するとセオさんが紙袋いっぱいのりんごをくれた。
「ほら、ジュースだけじゃお代に足りねぇわ、せめてこっちも持って行って下さい!!そちらの紳士の分も!!」
大きなりんごが、ぱっと見たところ、六個くらいは入っているだろうか。
しかも種類も色々だ。
皮が真っ赤のもの、青緑のもの、黄色に近いもの、赤黒いもの。
ただ、どれも食べ時のいいタイミングのものを選んでくれたみたいだ。
「ええっ、こんなに、いいの!?」
「全然、いいんですよ!!イリス様はもっとしっかり食べて下さいね。アネモネ様に食べ物や服を取られてないか、俺たちは毎回、心配してるんですよ!!いっつもイリス様のものを欲しがって盗っちまうんだから、アネモネ様は」
「あはは、さすがに大丈夫よ。今は」
私は思わず笑ってしまった。
両親が亡くなってすぐの頃、アネモネのわがままでそういうことになってしまった時が何回かあった。

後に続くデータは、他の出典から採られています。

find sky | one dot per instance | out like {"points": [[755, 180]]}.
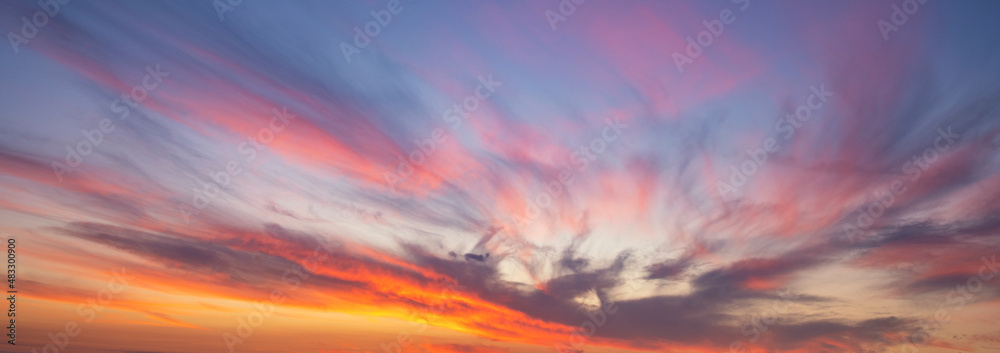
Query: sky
{"points": [[501, 176]]}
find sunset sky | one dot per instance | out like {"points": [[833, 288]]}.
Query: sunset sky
{"points": [[502, 176]]}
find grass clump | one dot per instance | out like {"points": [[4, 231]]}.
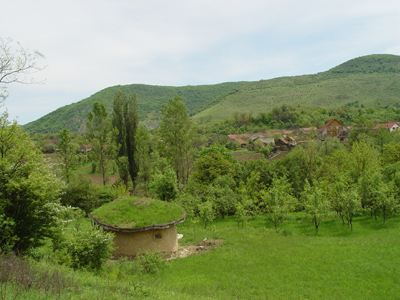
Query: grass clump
{"points": [[135, 212]]}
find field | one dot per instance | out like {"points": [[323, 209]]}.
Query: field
{"points": [[256, 262]]}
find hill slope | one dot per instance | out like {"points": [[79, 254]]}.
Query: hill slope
{"points": [[150, 99], [369, 79]]}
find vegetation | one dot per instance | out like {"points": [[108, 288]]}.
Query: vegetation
{"points": [[282, 221], [371, 81], [100, 136], [28, 189], [150, 99], [125, 121], [136, 212]]}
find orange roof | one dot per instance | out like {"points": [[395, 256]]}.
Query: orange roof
{"points": [[387, 125], [241, 141], [327, 124]]}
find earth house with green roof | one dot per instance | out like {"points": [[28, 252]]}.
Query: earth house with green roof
{"points": [[140, 224]]}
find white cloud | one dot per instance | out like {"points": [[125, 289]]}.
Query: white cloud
{"points": [[90, 45]]}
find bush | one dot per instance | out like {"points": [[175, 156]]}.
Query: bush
{"points": [[86, 249], [164, 184], [80, 192], [150, 262]]}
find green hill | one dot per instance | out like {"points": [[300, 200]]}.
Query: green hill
{"points": [[150, 99], [370, 80]]}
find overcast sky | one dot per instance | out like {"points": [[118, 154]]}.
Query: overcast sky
{"points": [[90, 45]]}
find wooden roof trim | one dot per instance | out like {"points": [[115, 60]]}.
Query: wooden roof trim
{"points": [[154, 226]]}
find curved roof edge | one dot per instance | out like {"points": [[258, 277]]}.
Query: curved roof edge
{"points": [[154, 226]]}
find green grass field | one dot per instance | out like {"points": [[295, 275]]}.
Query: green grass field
{"points": [[256, 262]]}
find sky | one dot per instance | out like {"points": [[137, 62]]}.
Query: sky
{"points": [[86, 46]]}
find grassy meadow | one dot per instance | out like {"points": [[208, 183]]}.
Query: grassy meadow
{"points": [[255, 262]]}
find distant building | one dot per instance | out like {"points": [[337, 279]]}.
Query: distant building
{"points": [[333, 128], [390, 126]]}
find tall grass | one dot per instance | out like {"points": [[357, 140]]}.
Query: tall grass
{"points": [[256, 262]]}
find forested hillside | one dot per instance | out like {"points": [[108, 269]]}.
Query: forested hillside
{"points": [[371, 81], [150, 99]]}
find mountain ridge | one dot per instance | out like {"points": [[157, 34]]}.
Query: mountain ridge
{"points": [[368, 79]]}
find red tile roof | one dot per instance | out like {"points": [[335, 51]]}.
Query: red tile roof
{"points": [[387, 125]]}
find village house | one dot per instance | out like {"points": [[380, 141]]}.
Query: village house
{"points": [[390, 126], [129, 239], [333, 128]]}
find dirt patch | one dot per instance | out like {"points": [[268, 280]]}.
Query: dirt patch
{"points": [[142, 202], [202, 247], [97, 179], [249, 156]]}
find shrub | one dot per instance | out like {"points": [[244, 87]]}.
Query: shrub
{"points": [[150, 262], [86, 249], [164, 184]]}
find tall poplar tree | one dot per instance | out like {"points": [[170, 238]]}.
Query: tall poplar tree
{"points": [[126, 120], [100, 136], [177, 133], [67, 154]]}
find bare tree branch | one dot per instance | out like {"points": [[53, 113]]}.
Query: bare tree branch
{"points": [[17, 64]]}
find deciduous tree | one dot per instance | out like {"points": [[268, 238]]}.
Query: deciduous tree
{"points": [[27, 188], [178, 134], [100, 135], [67, 152], [16, 65], [126, 120]]}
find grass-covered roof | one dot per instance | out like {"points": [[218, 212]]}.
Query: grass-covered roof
{"points": [[134, 212]]}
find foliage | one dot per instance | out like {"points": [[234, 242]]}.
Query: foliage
{"points": [[80, 192], [88, 249], [279, 201], [126, 120], [100, 133], [134, 212], [316, 204], [177, 133], [211, 166], [67, 154], [222, 194], [331, 89], [150, 99], [143, 156], [206, 212], [16, 65], [164, 184], [27, 188]]}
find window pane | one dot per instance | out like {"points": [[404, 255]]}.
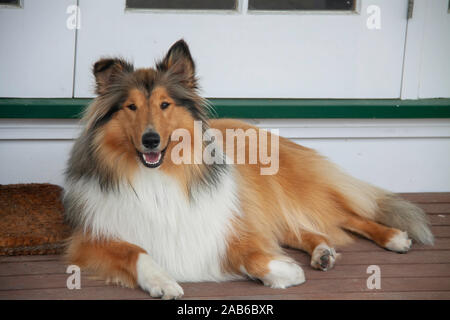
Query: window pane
{"points": [[10, 2], [301, 4], [182, 4]]}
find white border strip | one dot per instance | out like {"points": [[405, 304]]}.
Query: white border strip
{"points": [[54, 129]]}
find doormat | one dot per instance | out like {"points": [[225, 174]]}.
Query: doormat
{"points": [[31, 219]]}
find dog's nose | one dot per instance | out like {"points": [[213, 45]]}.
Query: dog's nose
{"points": [[151, 140]]}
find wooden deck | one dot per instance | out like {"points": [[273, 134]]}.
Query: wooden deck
{"points": [[423, 273]]}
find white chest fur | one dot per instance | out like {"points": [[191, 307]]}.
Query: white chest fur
{"points": [[186, 238]]}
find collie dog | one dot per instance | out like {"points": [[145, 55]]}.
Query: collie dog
{"points": [[141, 218]]}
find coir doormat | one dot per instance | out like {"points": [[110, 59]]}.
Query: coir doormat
{"points": [[31, 219]]}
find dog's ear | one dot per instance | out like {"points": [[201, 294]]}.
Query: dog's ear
{"points": [[107, 71], [178, 61]]}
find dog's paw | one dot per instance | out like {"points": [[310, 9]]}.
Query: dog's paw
{"points": [[155, 281], [283, 274], [160, 287], [323, 257], [399, 243]]}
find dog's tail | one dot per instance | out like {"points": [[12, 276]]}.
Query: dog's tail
{"points": [[396, 212], [384, 207]]}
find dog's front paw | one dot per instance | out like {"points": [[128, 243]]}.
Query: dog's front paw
{"points": [[155, 281], [323, 257]]}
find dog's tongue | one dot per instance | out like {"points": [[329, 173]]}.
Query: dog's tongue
{"points": [[152, 157]]}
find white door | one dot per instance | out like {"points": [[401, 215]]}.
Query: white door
{"points": [[37, 48], [355, 52], [427, 63]]}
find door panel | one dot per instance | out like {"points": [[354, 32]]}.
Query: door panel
{"points": [[37, 50], [435, 63], [247, 54]]}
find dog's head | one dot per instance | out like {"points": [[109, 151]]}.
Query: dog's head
{"points": [[136, 111]]}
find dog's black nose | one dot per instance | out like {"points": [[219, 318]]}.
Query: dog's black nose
{"points": [[151, 140]]}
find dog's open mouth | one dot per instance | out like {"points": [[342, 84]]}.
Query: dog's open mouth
{"points": [[152, 159]]}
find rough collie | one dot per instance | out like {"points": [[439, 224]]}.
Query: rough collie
{"points": [[140, 218]]}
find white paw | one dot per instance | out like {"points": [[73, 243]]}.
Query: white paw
{"points": [[155, 281], [399, 243], [283, 274], [323, 257]]}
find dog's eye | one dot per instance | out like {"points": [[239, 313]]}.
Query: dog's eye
{"points": [[164, 105]]}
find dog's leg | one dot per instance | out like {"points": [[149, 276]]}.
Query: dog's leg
{"points": [[263, 259], [122, 263], [323, 255], [388, 238]]}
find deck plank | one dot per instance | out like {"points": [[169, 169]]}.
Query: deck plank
{"points": [[422, 273]]}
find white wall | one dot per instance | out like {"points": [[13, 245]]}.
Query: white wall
{"points": [[399, 155]]}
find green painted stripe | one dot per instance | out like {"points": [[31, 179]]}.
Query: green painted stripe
{"points": [[251, 108]]}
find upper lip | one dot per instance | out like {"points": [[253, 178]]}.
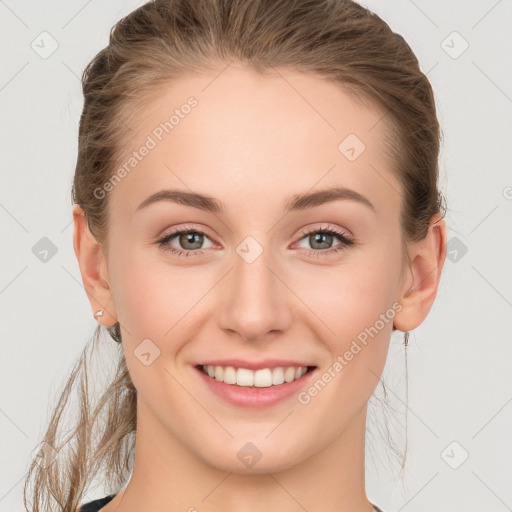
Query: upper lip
{"points": [[254, 365]]}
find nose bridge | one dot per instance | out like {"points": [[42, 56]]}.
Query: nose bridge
{"points": [[255, 300]]}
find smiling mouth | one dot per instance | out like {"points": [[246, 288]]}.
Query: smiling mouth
{"points": [[263, 378]]}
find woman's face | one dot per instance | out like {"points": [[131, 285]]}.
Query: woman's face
{"points": [[253, 283]]}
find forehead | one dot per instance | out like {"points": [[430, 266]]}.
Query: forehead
{"points": [[235, 131]]}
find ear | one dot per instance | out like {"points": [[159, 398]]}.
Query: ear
{"points": [[93, 268], [420, 283]]}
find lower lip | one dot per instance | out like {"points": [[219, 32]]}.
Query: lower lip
{"points": [[245, 396]]}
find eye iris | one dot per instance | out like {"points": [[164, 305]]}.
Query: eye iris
{"points": [[192, 238], [318, 237]]}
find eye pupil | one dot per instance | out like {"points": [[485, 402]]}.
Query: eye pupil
{"points": [[191, 237], [317, 237]]}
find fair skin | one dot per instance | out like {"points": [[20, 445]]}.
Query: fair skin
{"points": [[253, 143]]}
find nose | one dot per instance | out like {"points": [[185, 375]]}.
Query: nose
{"points": [[254, 301]]}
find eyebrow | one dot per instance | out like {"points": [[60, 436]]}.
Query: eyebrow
{"points": [[298, 202]]}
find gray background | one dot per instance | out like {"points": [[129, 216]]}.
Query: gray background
{"points": [[459, 359]]}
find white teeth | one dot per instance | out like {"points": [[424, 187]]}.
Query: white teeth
{"points": [[262, 378]]}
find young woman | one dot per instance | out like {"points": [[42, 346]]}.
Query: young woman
{"points": [[257, 210]]}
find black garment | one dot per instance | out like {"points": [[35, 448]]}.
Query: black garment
{"points": [[94, 506]]}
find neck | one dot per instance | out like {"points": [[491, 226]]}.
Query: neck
{"points": [[167, 476]]}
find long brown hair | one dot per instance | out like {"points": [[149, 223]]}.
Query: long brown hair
{"points": [[338, 40]]}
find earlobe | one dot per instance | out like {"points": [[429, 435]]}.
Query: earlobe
{"points": [[422, 277], [93, 268]]}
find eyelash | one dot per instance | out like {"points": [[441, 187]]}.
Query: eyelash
{"points": [[342, 237]]}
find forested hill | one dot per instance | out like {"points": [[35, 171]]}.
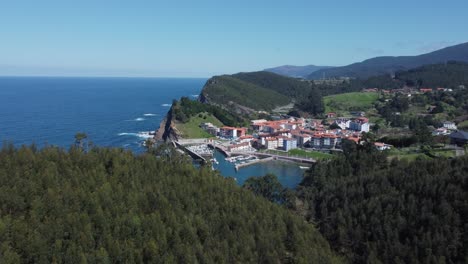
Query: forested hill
{"points": [[388, 65], [254, 90], [375, 211], [448, 75], [109, 206]]}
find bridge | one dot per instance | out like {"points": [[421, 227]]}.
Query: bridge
{"points": [[194, 141]]}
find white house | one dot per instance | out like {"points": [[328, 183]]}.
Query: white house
{"points": [[449, 125], [342, 123], [271, 143], [382, 146], [289, 143]]}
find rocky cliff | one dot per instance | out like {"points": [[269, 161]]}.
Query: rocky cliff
{"points": [[167, 128]]}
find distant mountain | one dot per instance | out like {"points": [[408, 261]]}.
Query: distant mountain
{"points": [[253, 91], [296, 71], [388, 64]]}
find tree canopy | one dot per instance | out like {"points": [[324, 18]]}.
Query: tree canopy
{"points": [[111, 206]]}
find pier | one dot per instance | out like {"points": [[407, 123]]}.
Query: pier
{"points": [[192, 154], [278, 157], [223, 150]]}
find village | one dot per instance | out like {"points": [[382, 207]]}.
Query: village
{"points": [[285, 133], [292, 133]]}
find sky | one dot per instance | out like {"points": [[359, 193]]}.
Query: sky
{"points": [[204, 38]]}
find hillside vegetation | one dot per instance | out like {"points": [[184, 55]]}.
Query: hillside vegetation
{"points": [[350, 102], [449, 75], [109, 206], [375, 211], [388, 64]]}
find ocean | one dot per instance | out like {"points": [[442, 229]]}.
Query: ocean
{"points": [[113, 112]]}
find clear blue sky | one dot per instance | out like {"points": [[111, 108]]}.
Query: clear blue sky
{"points": [[203, 38]]}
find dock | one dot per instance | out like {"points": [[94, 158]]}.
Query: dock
{"points": [[252, 162], [192, 154], [278, 157], [221, 149]]}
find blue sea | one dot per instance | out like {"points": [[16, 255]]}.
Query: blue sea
{"points": [[113, 112]]}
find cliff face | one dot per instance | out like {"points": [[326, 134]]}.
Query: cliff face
{"points": [[167, 128]]}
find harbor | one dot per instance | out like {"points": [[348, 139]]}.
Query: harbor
{"points": [[242, 165]]}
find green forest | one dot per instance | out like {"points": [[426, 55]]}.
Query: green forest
{"points": [[108, 205], [261, 91], [449, 75], [373, 210]]}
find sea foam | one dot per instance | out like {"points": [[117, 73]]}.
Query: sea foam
{"points": [[142, 135]]}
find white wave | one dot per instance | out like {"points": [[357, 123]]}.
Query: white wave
{"points": [[142, 135]]}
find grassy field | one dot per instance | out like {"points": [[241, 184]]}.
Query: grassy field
{"points": [[303, 153], [346, 102], [191, 129]]}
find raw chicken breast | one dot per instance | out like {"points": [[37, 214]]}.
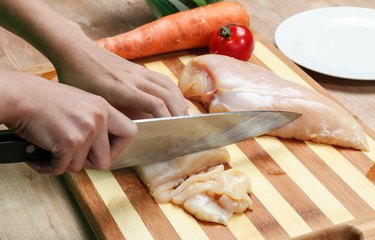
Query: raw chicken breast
{"points": [[200, 184], [223, 84]]}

今はそんなこともずいぶんと減っているんだけど、噂が広まってしまったらしくて、セオさんやアンナさんやシーニャさんは何かと私に対して「ご飯は食べてるの?」と言ってくるのだ。
「君は存外、領民たちに慕われているんだね」
私のかわりに紙袋を持ってくれながら、イデアが言う。
だから、私はパチパチとまばたきをしてしまった。
「そう、かしら?」
「そうじゃないと、こうはならないよ」
イデアは肯定的な様子で微笑んでいたけれど。
単純に「体がやせっぼっちでご飯ももらえてない心配な子供」扱いをされているだけじゃないのかなぁ……。
その後はこのままシーニャさんの宿屋に足を伸ばすことになった。